Before Midjourney, there was NightCafe — and it's still kicking
NightCafe, one of the first image generation platforms on the web, is growing and profitable -- and entirely bootstrapped.
Elle Russell, co-founder of Cairns, Australia-based NightCafe, which offers a suite of AI-powered art-creating tools, prefers to avoid the spotlight.
“I like to remain hidden behind my monitors,” she told me in a recent interview.
NightCafe is similarly low profile.
The company, which Russell helped her partner, Angus Russell, launch five years ago, doesn’t get the same publicity as some of its rivals, like Midjourney. Yet NightCafe — an entirely bootstrapped venture that’s profitable “most months,” according to Elle — has enormous reach. Its over 25 million users have created nearly a billion images with its tools.
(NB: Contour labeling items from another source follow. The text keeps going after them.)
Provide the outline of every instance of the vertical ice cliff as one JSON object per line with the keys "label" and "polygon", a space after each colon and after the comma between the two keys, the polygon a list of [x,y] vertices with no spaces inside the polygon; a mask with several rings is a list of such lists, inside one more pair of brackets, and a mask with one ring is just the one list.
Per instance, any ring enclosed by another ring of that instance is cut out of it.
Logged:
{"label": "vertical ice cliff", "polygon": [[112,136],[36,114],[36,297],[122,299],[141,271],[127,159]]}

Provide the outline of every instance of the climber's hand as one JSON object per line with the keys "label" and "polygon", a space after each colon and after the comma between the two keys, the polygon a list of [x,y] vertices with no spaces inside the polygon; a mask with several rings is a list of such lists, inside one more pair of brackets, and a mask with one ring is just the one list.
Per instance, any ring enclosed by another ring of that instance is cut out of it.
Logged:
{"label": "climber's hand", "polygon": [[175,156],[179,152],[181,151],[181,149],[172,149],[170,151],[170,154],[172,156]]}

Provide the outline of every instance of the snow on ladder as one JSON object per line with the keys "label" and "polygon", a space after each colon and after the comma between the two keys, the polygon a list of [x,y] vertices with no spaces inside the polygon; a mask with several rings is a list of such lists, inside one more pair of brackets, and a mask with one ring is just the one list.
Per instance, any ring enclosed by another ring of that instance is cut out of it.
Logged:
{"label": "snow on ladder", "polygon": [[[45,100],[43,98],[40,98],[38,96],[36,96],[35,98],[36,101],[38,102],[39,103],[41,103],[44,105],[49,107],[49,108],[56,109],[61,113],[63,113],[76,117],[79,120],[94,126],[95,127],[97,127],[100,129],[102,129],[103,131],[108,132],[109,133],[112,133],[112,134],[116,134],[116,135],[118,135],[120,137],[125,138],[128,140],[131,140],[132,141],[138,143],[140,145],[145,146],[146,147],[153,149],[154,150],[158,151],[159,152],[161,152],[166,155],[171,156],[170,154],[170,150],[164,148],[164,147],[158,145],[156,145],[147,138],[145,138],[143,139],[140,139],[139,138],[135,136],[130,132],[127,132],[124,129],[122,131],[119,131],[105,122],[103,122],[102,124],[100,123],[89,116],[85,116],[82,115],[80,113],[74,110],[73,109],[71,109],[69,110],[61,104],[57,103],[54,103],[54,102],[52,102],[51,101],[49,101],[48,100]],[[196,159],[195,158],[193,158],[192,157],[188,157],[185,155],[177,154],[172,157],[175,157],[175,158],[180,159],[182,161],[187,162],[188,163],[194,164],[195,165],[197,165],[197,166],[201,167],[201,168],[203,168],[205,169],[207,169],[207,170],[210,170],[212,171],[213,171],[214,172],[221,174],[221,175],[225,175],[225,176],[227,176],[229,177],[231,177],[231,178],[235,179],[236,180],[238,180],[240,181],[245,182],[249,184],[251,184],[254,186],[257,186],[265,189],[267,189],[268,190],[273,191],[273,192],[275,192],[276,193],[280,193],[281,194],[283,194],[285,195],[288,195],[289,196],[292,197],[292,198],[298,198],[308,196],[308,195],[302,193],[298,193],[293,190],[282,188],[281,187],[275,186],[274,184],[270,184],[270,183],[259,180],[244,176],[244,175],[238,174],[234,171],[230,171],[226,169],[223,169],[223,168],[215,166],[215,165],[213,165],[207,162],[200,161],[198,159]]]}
To pull back the curtain on one of the web’s oldest generative art marketplaces, I spoke with Elle about NightCafe’s origins, some of the challenges the platform faces, and where she and Angus see it evolving from here.
A website for wall art
As NightCafe’s founding story goes, Angus had recently moved into a semi-detached house in Sydney’s Inner West area and hadn’t had a chance to decorate it with much artwork. “You should get some art; the walls are bare,” remarked one guest. And while Angus agreed, he couldn’t find any prints online that spoke to him.
So in 2019, Angus, who had a degree in design and who’d co-founded a few design-focused startups, began a side hustle: a website where people could buy and sell AI-generated art. He called it NightCafe, after Vincent Van Gogh’s “The Night Café.”